UN Gives Go-Ahead for Gas Flaring Reduction Project

A collaboration project between Pemex and Statoil for reducing gas flaring at the Tres Hermanos oil field in Mexico has now been registered under the Clean Development Mechanism (CDM) in United Nations (UN).

This is the result of a joint effort between Mexican state oil company Petróleos Mexicanos (Pemex) and Statoil to cut CO2-emissions through curbing gas flaring. This is the first gas flaring reduction project in the Mexican oil industry registered as a CDM.

The Kyoto protocol opens up to invest in emission reduction projects in countries without mandatory emission reduction goals that have subscribed effective climate commitments (i.e. Mexico), and to earn certified emissions reductions (CERs) which then become tradeable.

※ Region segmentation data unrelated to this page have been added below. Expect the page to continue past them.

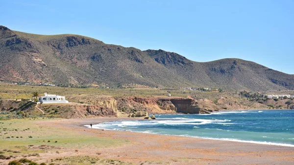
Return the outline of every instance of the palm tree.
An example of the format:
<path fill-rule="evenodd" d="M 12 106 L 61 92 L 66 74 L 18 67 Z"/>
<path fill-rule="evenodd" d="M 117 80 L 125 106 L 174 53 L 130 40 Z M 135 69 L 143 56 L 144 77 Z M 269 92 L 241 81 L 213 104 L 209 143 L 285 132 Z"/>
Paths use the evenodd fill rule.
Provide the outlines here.
<path fill-rule="evenodd" d="M 35 98 L 37 99 L 37 97 L 40 96 L 40 94 L 38 93 L 38 92 L 33 92 L 32 93 L 32 94 L 33 95 L 32 96 L 32 99 L 33 100 Z"/>

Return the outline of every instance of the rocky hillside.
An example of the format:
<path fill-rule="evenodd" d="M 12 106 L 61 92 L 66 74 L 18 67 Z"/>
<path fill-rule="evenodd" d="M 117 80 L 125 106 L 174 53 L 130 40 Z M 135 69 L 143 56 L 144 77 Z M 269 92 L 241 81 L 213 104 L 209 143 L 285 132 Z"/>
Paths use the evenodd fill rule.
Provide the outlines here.
<path fill-rule="evenodd" d="M 265 91 L 294 89 L 294 75 L 238 59 L 199 63 L 76 35 L 41 35 L 0 26 L 0 81 L 56 85 L 136 84 Z"/>

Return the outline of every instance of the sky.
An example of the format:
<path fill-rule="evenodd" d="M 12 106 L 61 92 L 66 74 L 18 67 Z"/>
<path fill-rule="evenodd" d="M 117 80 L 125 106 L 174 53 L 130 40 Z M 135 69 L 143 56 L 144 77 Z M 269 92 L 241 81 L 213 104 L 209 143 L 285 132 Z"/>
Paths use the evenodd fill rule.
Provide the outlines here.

"We are very satisfied with this achievement. By combining our experience and competence we have been able to develop an exciting and cost efficient project to cut CO2-emissions," said Geir Heitmann, vice president for the Power and emissions unit in Statoil.

"Obtaining registration under the CDM of our Tres Hermanos project in collaboration with Statoil is an achievement and very important for Pemex. It demonstrates our commitment to reducing greenhouse gas emissions and sets the basis for the development of other reduction projects in the Northern region," said Juan Arturo Hernández Carrera, vice president for the Northern Region in Pemex Exploration and Production.

Reducing gas flaring

Pemex and Statoil started a pioneering collaboration back in 2004 to identify CDM projects, particularly in gas flaring reduction. This way Pemex committed to voluntarily reduce carbon emissions and improve its energy efficiency.

Statoil would bring its technical expertise and experience, gained in the Norwegian Continental Shelf. In return Statoil could buy from Pemex the CERs obtained by the project.

This CDM-project is part of the Tres Hermanos oil field, situated in Mexico's Veracruz state, near the city of Poza Rica. Here Pemex has been producing oil for more than six decades.